Green County Supervisor Dan Hamburg re-elected

Long-time Northern California Green Dan Hamburg was re-elected to the Mendocino County Board of Supervisors in June 3 elections. Running unopposed, he will represent the county's Fifth District, which includes the town of Ukiah in the east, and stretches over hills of Redwoods to the Pacific coast in the west.

"I'm fortunate to have been re-elected county supervisor for one of the most beautiful and politically progressive districts in California," said Hamburg.  "The 1500 square mile Fifth District of Mendocino County is home to the 'back to the land' movement, a major staging area for the historic struggles to protect the ocean from oil rigs and old growth forests from chain saws - and most recently, named host of the Stornetta Public Lands, the first shoreline addition to the California Coastal National Monument."
In November 2010, Hamburg was elected Supervisor with 57.4% of the vote.  "When I ran for this position in 2010, I said that only the Ten Key Values of the Green Party could save us from the many calamities we face.  I've translated those values into clean energy, water conservation and high-speed internet initiatives.  I've worked to instill operational efficiencies in local government, changes that are difficult but necessary in the highly skewed economic circumstances in which we live.  With large units of political and economic power becoming ever more neglectful of basic human needs, our challenge is to create alternative models that are vibrant and sustainable."
Hamburg's involvement in Mendocino County activism and politics goes back to the 1970s, when  was director of the Ukiah Valley Child Development Center and served on the Ukiah Planning Commission. In 1981, he was elected County Supervisor for the first time, and served four years.  Then in 1992, Hamburg was elected (as a Democrat) to serve for one term to the U.S. House of Representatives, where he focused on single-payer national health care, protecting old-growth forests, and restoring fisheries. (Hamburg was defeated in 1994, as part of national Republican landslide that swung control of the Congress.)
"Having once served as a US congressman, people often ask me if I'd like to go back to national, or even state politics.  My answer is no and not just because I love living in the place I've called home for four decades.  It's because I see the greatest opportunity for meaningful change happening in places like Mendocino County where dreams of peace and social justice are alive and the "get 'er done" spirit remains well intact."
Hamburg joined the Green Party in 1996after being inspired by the 1996 Ralph Nader presidential campaign, and disillusioned by the Democratic's support for Welfare Reform and the Defense of Marriage Age under President Clinton. Hamburg then gave one of the nomination speeches for Ralph Nader at the 1996 Green Party presidential nomination convention at the University of California Los Angeles. 
In 1998 Hamburg became the Green Party of California's first-ever candidate for Governor, receiving 104,179 votes and 1.24% of the vote. Today he is the highest elected Green in the state, among the 53 Greens currently holding office.
Outside of electoral politics,  Hamburg's resumé includes being hired in 1995 as an advisor to the new government of Nelson Mandela, where he spent a year in South Africa. In 1996, Hamburg became executive director of Voice of the Environment.
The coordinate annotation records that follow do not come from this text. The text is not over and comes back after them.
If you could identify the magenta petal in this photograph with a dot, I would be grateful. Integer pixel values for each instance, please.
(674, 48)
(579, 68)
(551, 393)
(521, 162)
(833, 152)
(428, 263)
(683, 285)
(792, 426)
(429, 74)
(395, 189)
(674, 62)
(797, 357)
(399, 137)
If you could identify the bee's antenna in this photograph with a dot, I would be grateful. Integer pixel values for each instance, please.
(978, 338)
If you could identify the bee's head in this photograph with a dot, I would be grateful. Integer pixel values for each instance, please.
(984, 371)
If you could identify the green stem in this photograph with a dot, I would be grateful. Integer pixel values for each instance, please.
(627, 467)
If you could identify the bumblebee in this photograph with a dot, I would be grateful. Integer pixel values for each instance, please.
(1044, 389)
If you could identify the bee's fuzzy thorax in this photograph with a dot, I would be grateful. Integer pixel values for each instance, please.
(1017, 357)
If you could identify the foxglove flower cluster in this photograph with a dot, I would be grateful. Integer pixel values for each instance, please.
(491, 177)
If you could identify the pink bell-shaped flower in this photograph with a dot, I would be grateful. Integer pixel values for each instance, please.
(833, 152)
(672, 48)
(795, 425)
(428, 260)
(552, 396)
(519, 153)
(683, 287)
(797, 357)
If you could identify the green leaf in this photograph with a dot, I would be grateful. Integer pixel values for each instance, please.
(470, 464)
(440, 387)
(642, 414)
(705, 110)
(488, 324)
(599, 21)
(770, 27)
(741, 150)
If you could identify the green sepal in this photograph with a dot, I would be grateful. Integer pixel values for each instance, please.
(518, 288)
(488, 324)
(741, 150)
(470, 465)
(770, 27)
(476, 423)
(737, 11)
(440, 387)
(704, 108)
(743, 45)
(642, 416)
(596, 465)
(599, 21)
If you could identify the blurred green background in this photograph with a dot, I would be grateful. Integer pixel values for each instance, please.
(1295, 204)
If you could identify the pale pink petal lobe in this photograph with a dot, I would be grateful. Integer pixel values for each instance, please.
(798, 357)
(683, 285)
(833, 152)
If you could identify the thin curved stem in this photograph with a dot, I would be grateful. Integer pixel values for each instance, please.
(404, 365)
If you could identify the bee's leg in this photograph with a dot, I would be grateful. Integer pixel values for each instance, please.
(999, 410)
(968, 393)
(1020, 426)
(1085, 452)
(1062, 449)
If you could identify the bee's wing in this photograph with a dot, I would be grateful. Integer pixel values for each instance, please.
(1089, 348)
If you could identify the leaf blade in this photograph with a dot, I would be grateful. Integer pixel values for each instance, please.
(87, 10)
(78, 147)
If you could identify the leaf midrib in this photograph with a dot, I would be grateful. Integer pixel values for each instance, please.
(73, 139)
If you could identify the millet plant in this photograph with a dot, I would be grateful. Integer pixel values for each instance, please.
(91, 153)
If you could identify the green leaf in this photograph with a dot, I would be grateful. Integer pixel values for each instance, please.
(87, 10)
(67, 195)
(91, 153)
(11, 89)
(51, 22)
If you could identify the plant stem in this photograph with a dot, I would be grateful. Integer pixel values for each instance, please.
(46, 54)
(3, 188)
In that capacity, he has worked on many political campaigns including stopping a nuclear waste dump at Ward Valley, turning back an attempt by Wal-Mart to restrict first amendment rights, protecting California’s “heritage trees,” and much more.  In 2004, Hamburg was a leader of the successful Measure H campaign to ban genetically-modified organisms in Mendocino county. That ordinance was the first of its kind in the United States.